I’m eager to watch again, but afraid these lines will stand out as grotesque failures to appease confused test audiences. cringe.
but who knows, maybe they’re there as a commentary on clumsy filmmaking?
anywho. loved the movie.
edit::more notes:
* regarding saito’s aging (and maybe the kids’ non-aging): I think it’s relevant to note that brief moment where we see that Cobb and Mal DID grow old in limbo. (when they lay their old heads on the tracks). and then they go back to being young.
To me this says aging in a dream isn’t tied to the passage of time. (obviously?)
* separately: i think the end of the movie is clearly meant to be an “Inception” in the audience. The wife opened her safe and saw a spinning top – and we are left looking at the same spinning top.
From this perspective, the whole movie is like a big “Mr. Thomas” gambit, where we’ve been told the rules and “let in on it”. only to find in the end that it was a distraction from our own emotional inception.
I feel the end of the movie is saying “and now I pass the spinning top along to you, the audience.”
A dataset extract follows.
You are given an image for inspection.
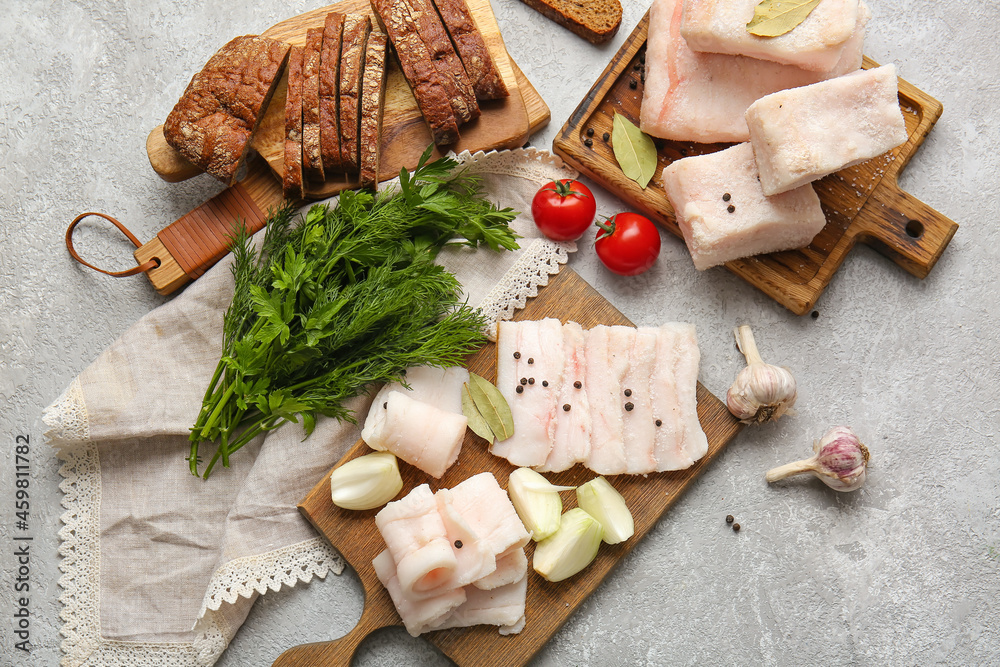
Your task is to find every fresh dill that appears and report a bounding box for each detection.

* I don’t think it’s too big a stretch to note that Mal’s death was a deeply emotional moment in Cobb’s life, which functioned like it’s own inception (screwing with his life from them on). Though I’d subscribe to the theory that this inception fails to take in Cobb, and the last few minutes are his Limbo dream (he stays in limbo, because there’s no reason to wake up to the failed mission). I think this reading can coexist with the idea the whole movie was an inception gambit on the audience.